The CRC is slated to be placed near the intersection of Campus Road and West Avenue. Corby described this design as “semiformal yet deferring to its context.” He went on to say that the CRC “completes the western definition of library slope” as it is “designed to be looked down upon from the top of the hill.”
According to Corby, the placement of the CRC near the southeastern edge of West Campus is designed t, “serve students in the house system and the surrounding area.” Corby hopes that students living in and around Collegetown will use the CRC along with students living within the planned housing system.
Corby also addressed the concerns of students living in the Psi Upsilon and Sigma Phi fraternities directly adjacent to the site. “Service and loading docks have been moved to the South end. Trash will be housed inside the building,” he said.
Design of the CRC was done by Graham Gund Architects, a Cambridge, Mass. firm. Construction is slated to begin during phase three of the WCRI.

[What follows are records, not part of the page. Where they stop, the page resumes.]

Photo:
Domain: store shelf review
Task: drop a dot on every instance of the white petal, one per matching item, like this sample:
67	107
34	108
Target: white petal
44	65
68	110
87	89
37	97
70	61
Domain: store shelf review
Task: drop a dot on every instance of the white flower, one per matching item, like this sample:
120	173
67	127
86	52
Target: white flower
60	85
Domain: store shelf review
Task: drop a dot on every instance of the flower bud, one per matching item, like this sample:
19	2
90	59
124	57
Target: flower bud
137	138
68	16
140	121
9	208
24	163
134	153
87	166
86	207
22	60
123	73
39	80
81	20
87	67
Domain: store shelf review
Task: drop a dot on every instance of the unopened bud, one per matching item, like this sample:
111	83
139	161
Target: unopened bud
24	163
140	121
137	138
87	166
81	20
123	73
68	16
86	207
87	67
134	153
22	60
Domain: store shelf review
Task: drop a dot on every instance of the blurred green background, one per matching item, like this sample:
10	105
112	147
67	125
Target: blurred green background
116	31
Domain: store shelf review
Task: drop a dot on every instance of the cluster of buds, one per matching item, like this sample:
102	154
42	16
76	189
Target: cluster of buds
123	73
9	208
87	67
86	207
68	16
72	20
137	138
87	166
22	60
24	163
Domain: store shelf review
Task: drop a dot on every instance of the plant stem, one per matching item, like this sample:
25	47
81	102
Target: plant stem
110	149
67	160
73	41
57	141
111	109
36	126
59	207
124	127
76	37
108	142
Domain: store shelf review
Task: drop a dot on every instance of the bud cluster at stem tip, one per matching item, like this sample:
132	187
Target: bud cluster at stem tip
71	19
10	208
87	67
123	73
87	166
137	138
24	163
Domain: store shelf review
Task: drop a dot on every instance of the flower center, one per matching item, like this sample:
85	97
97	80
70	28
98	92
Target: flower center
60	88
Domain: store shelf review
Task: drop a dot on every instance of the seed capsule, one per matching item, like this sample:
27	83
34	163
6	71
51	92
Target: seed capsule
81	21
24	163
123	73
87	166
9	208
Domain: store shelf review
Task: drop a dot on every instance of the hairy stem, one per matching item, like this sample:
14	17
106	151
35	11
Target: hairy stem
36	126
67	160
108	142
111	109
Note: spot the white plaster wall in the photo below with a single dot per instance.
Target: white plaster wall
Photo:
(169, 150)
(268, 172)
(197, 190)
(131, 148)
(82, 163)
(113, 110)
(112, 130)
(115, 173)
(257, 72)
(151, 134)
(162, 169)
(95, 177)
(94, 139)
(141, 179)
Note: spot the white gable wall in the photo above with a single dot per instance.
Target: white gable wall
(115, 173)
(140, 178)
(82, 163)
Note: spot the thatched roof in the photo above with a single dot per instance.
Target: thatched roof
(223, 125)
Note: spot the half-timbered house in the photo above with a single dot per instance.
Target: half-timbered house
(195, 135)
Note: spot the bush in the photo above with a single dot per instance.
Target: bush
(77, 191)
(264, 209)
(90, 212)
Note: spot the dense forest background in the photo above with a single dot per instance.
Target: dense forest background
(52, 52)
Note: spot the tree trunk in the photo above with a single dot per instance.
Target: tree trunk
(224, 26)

The other major adjustment to the WCRI concerned the creation of a parking lot located west of West Campus, near the intersection of Stewart and University Avenues. This parking lot is currently intended to replace the parking lot on the north end of West Campus.
Student behavior was a concern previously mentioned by Ithaca residents as reason not to allow the parking lot to be constructed in its proposed location.
Kathryn Wolf, principal architect with Trowbridge & Wolf, addressed these concerns. “[We] believe that serious students will choose to live in this academically oriented west campus community.” “We have examined the Cornell University Police Reports from the last five years… only one [incident of disorderly conduct] took place in a lot associated with a residence hall,” she added.
Questions previously posed by the Board concerning the feasibility of the plan included whether or not students would use the parking lot, located roughly a block away from West Campus.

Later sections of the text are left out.